MUNICH — Spende, reads the sign leaning against a tent outside Munich’s main train station. Donations. Items needed for the hundreds of thousands of refugees who have been pouring into Germany in recent months. Germany, the final destination — the refugees hope — of long, arduous, often heartbreaking journeys from Afghanistan, Somalia and, in greatest numbers, Syria.
Bottled water
Baby formula (liquid)
Diapers
Apples
The list goes on. What it doesn’t include but might is Deutschlehrer (German teacher). Munich and, more particularly, the small Bavarian villages where many of the refugees are being sent lack the human resources to facilitate what politicians left, right, and center agree is a linchpin to any refugee policy: integration. A big part of which is learning German.
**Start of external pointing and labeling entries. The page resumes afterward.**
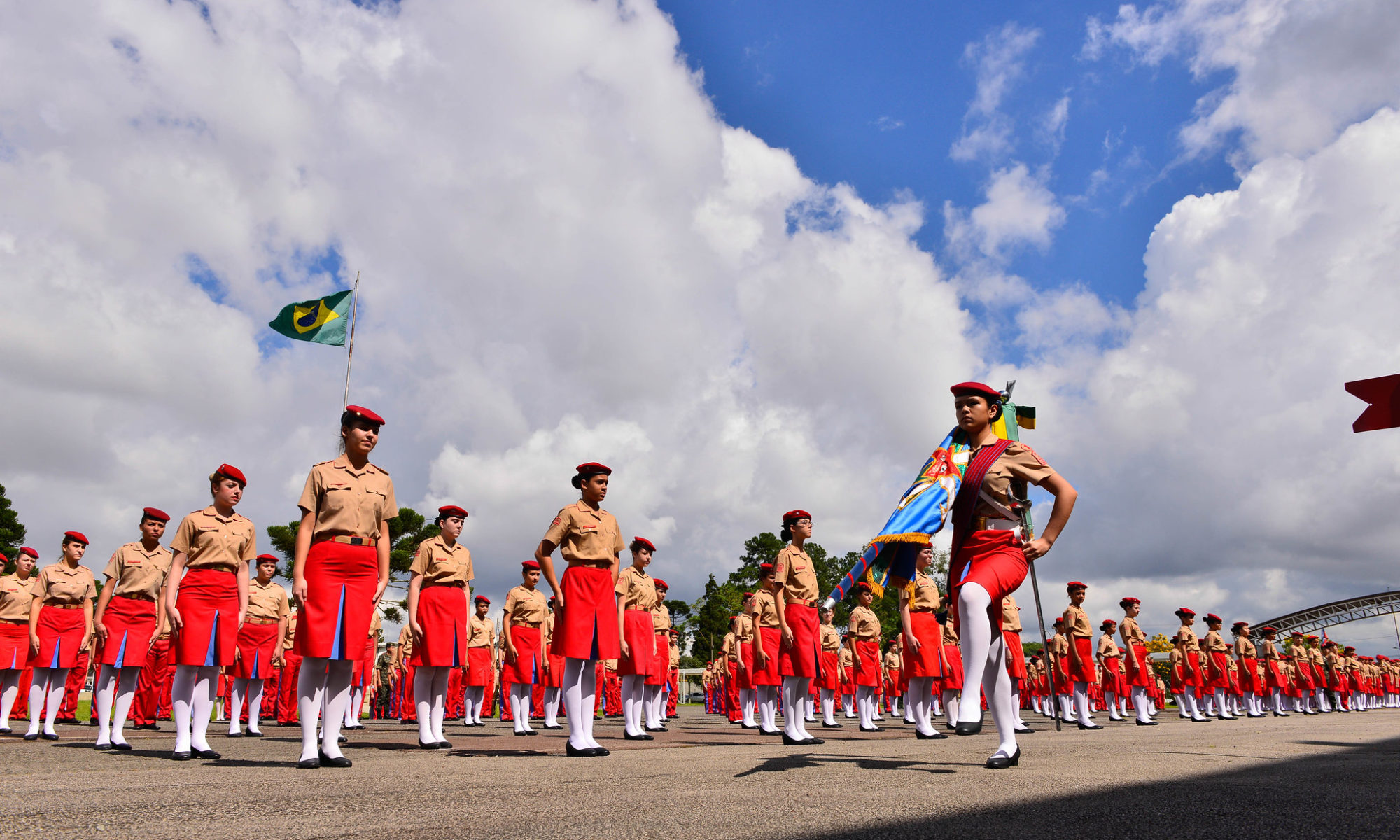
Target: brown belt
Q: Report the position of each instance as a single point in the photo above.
(355, 541)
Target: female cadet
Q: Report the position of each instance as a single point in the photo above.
(796, 593)
(1110, 662)
(863, 640)
(61, 626)
(16, 597)
(990, 559)
(125, 622)
(439, 583)
(1140, 677)
(587, 631)
(766, 640)
(340, 572)
(1080, 635)
(260, 646)
(526, 611)
(636, 598)
(830, 681)
(206, 600)
(479, 670)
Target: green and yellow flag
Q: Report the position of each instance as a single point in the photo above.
(323, 321)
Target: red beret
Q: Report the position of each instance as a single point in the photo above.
(365, 414)
(232, 472)
(976, 390)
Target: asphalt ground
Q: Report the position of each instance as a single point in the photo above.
(1328, 776)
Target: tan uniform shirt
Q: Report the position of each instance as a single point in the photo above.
(526, 607)
(348, 503)
(267, 603)
(1018, 463)
(765, 611)
(1010, 615)
(484, 634)
(794, 570)
(59, 584)
(863, 625)
(442, 565)
(211, 541)
(139, 573)
(586, 537)
(16, 597)
(1077, 624)
(636, 590)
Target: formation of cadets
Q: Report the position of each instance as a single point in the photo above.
(201, 631)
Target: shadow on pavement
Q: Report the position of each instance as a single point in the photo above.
(1352, 793)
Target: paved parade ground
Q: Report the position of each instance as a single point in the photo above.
(1326, 776)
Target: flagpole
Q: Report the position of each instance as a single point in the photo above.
(355, 312)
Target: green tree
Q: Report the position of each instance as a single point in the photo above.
(12, 533)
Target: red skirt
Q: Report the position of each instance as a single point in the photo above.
(208, 608)
(804, 656)
(15, 646)
(867, 670)
(953, 678)
(526, 668)
(1140, 676)
(257, 649)
(1084, 671)
(642, 654)
(131, 624)
(443, 618)
(341, 583)
(768, 674)
(1016, 654)
(831, 671)
(587, 625)
(926, 662)
(479, 667)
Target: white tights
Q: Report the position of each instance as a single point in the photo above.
(47, 685)
(120, 682)
(323, 682)
(192, 698)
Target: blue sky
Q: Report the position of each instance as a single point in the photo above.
(876, 94)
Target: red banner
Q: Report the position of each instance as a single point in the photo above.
(1384, 397)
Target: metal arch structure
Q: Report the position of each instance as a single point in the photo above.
(1338, 612)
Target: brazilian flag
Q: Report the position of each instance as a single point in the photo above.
(323, 321)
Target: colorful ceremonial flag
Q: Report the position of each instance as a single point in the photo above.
(323, 321)
(1384, 397)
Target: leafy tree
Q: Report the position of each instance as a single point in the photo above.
(12, 533)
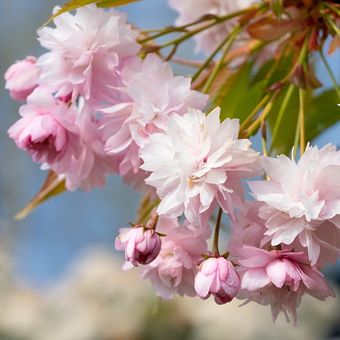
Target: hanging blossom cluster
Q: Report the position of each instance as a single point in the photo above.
(96, 106)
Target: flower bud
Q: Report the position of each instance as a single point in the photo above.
(217, 276)
(21, 78)
(141, 245)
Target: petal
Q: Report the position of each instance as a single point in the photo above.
(254, 279)
(276, 272)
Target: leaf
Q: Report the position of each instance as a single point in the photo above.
(74, 4)
(284, 140)
(53, 185)
(237, 97)
(322, 112)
Munich’s residents are quickly ticking off what’s on the list; just a few days after Hungary began letting refugees through to Germany and Austria this summer, the city’s police had to ask people to stop bringing toys, umbrellas, and blankets for the refugees: They had more than enough. Whether what the teachers represent will be as forthcoming — a “Welcome to Germany” sign that won’t be furled up again after a few months — remains to be seen. Several politicians, including Minister-President Horst Seehofer of Bavaria, are gambling on a backlash, and even if Angela Merkel sticks to her stance that all refugees are welcome, she is careful to distinguish between “economic migrants” from the Balkans (not welcome) and people from still-war-torn lands.
Whether learning German is a priority for the refugees is another question. A young Bangladeshi I met on his way to the visa-processing offices was hoping to change his asylum status from Italian to German because he’d heard he could get by with English here — an impossibility in Milan. And he’s right, to some extent. The Technische Universität München, for example, is opening its classrooms to refugees whose studies at home were interrupted, and as many of those classes are in English as in German.
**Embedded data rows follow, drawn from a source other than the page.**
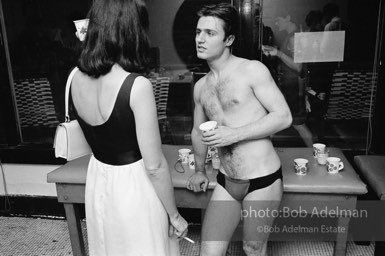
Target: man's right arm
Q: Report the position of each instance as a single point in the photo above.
(199, 180)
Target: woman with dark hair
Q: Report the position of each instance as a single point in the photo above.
(130, 205)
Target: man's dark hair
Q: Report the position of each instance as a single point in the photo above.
(117, 33)
(225, 12)
(331, 10)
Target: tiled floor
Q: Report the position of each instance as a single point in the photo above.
(37, 237)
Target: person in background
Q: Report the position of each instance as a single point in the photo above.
(130, 205)
(318, 82)
(332, 19)
(243, 98)
(291, 77)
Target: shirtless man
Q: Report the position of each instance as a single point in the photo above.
(242, 97)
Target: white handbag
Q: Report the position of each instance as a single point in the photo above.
(69, 142)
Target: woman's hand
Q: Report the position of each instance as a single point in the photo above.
(178, 226)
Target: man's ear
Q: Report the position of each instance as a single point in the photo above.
(230, 40)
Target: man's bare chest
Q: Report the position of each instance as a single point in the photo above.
(220, 97)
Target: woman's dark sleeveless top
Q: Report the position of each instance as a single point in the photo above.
(115, 142)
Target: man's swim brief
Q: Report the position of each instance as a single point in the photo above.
(238, 189)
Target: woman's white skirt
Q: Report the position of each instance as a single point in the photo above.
(124, 215)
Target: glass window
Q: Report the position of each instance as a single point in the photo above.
(42, 48)
(322, 55)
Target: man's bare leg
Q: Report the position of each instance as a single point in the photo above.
(222, 216)
(266, 199)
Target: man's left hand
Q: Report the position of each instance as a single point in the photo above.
(220, 137)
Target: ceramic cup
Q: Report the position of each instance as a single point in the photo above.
(334, 164)
(184, 154)
(322, 157)
(300, 166)
(318, 148)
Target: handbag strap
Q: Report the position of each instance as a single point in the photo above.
(67, 93)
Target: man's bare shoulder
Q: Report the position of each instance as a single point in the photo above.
(254, 70)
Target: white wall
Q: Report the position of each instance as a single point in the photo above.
(27, 180)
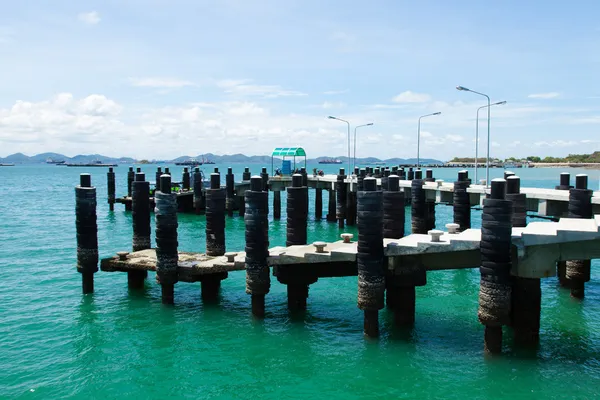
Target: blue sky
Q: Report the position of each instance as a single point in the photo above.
(158, 79)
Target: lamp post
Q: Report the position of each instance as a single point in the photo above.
(343, 120)
(419, 137)
(487, 164)
(355, 128)
(477, 132)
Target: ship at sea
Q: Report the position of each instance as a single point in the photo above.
(95, 163)
(51, 160)
(330, 161)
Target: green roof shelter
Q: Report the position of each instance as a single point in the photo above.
(287, 152)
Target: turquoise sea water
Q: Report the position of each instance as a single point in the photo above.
(57, 343)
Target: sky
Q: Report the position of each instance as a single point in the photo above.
(159, 79)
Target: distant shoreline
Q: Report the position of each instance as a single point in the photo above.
(566, 165)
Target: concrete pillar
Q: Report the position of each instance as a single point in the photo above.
(495, 286)
(87, 232)
(167, 257)
(580, 206)
(215, 217)
(258, 281)
(369, 259)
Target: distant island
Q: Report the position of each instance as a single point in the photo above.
(56, 158)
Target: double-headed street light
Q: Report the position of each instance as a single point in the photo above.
(477, 133)
(419, 137)
(343, 120)
(355, 128)
(487, 164)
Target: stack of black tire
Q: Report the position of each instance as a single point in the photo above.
(87, 230)
(340, 188)
(257, 238)
(418, 205)
(185, 179)
(580, 206)
(495, 286)
(393, 209)
(461, 202)
(371, 283)
(215, 217)
(297, 212)
(198, 196)
(140, 213)
(130, 179)
(165, 214)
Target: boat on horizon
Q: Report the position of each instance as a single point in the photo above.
(95, 163)
(330, 161)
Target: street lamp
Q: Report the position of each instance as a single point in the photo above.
(343, 120)
(477, 133)
(487, 164)
(419, 137)
(355, 128)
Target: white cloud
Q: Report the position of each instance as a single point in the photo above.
(549, 95)
(90, 18)
(332, 92)
(165, 83)
(244, 87)
(556, 143)
(411, 97)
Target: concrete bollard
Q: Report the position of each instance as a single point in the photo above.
(111, 188)
(580, 206)
(130, 179)
(167, 257)
(369, 259)
(198, 195)
(495, 286)
(461, 202)
(561, 266)
(246, 174)
(87, 232)
(265, 177)
(257, 245)
(331, 205)
(185, 179)
(215, 217)
(318, 204)
(157, 179)
(340, 188)
(229, 191)
(140, 216)
(418, 206)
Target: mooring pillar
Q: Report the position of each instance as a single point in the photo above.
(340, 188)
(185, 179)
(277, 203)
(215, 217)
(495, 285)
(331, 206)
(418, 206)
(370, 259)
(561, 266)
(87, 232)
(461, 202)
(258, 281)
(198, 195)
(318, 204)
(229, 191)
(167, 257)
(140, 216)
(580, 206)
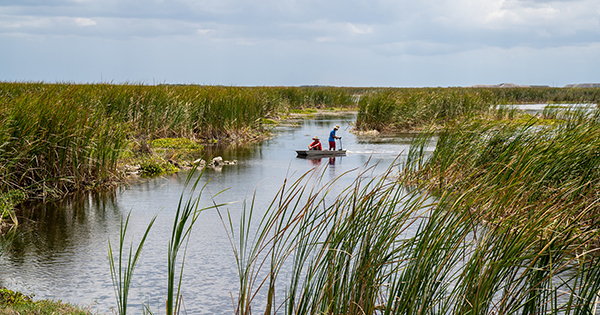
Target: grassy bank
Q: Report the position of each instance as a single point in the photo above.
(382, 246)
(418, 108)
(12, 302)
(511, 173)
(57, 138)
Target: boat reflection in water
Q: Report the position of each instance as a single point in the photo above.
(315, 161)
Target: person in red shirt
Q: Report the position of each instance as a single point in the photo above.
(316, 144)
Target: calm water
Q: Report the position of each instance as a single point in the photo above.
(64, 253)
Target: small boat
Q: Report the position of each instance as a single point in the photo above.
(319, 153)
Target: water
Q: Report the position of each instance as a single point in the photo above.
(63, 255)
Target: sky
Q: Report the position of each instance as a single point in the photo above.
(363, 43)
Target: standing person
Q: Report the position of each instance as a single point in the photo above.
(316, 144)
(332, 137)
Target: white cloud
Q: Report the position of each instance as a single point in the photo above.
(385, 29)
(85, 22)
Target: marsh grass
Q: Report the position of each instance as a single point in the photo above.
(123, 266)
(519, 170)
(381, 248)
(57, 138)
(418, 108)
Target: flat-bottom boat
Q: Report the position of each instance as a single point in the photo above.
(319, 153)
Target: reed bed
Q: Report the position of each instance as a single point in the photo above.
(380, 248)
(410, 109)
(56, 138)
(513, 173)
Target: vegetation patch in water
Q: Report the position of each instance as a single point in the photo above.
(510, 173)
(153, 166)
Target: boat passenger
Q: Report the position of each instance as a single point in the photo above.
(316, 144)
(332, 137)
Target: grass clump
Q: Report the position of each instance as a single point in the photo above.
(511, 173)
(380, 248)
(12, 302)
(153, 166)
(176, 143)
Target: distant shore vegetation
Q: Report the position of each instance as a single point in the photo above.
(524, 186)
(59, 138)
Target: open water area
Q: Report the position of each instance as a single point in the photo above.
(63, 254)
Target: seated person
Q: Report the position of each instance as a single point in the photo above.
(316, 144)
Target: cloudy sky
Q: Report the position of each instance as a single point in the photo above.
(301, 42)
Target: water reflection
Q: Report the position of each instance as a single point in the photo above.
(63, 254)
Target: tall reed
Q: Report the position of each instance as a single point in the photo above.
(378, 247)
(417, 108)
(56, 138)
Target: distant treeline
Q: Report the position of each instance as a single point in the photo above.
(410, 108)
(56, 138)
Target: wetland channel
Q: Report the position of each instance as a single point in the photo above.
(63, 253)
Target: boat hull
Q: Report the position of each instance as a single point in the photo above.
(319, 153)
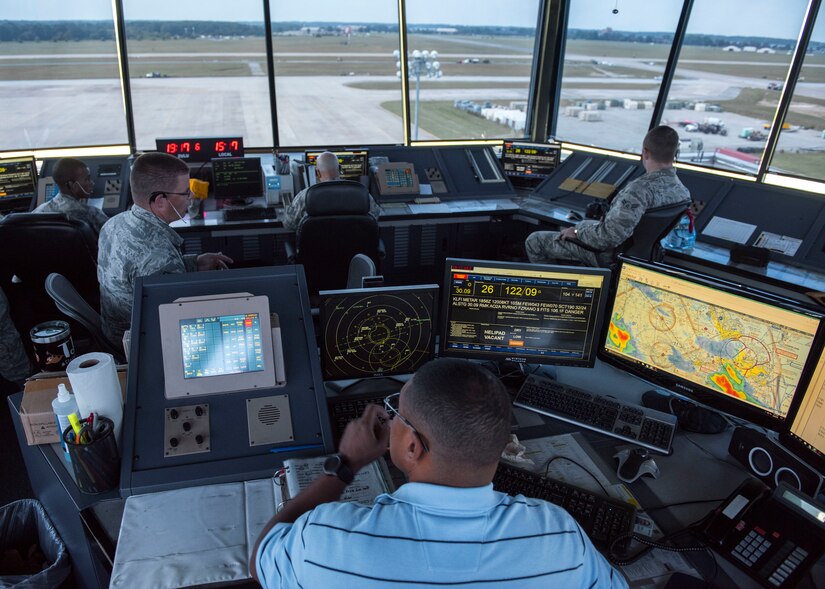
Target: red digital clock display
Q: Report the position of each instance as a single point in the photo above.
(201, 149)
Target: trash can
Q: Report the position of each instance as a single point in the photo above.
(32, 554)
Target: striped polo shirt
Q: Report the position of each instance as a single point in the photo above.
(434, 536)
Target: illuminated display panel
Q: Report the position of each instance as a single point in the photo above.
(220, 345)
(377, 331)
(737, 350)
(522, 312)
(201, 149)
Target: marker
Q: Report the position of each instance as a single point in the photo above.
(75, 425)
(291, 448)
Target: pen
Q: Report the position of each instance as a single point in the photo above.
(291, 448)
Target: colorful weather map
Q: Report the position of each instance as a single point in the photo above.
(753, 359)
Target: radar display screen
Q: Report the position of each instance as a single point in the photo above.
(377, 331)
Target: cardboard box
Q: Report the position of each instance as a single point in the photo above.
(36, 414)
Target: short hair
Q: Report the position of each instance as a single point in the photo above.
(464, 409)
(662, 142)
(65, 170)
(152, 172)
(327, 163)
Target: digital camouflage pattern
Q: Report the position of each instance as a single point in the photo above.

But for most jobs, at least some command of the language is necessary. Moreover, language classes might start to provide what these families and young men and old men need most: a path back to a more normal existence than what they’ve experienced over the past months and even years. A psychiatrist told The Washington Post recently, “I don’t think that all these Syrian children need trauma counseling. The social institutions that protect family, restore school and normality, are the most important things for mental health.”
Are Germans comfortable sharing these social institutions, potentially for the long term? Despite millions of Turks moving here since the 1960s, as well as waves of migrants (often with German ancestry) coming from the former Soviet Union, Germany has not come around easily to the idea that it might be a country of immigrants. And yet attitudes are changing, particularly among the young. The teen heartthrob of the moment is Elyas M’Barek, an Austrian actor raised in Munich whose father’s family comes from Tunisia. And where 20 years ago, “Kanak Sprak,” or Turkish-inflected, error-laden German, was a target of jokes and derision among native German speakers, it’s now considered cool in certain (non-Turkish) crowds.
The faltering German of the refugees might not fall into the same category, but it may prove just as healthy for Germans to hear as for refugees to learn — reminding the citizens here of their better selves, and helping them embrace the changing nature of their country, a land increasingly comfortable opening its doors to huddled masses yearning to breathe free.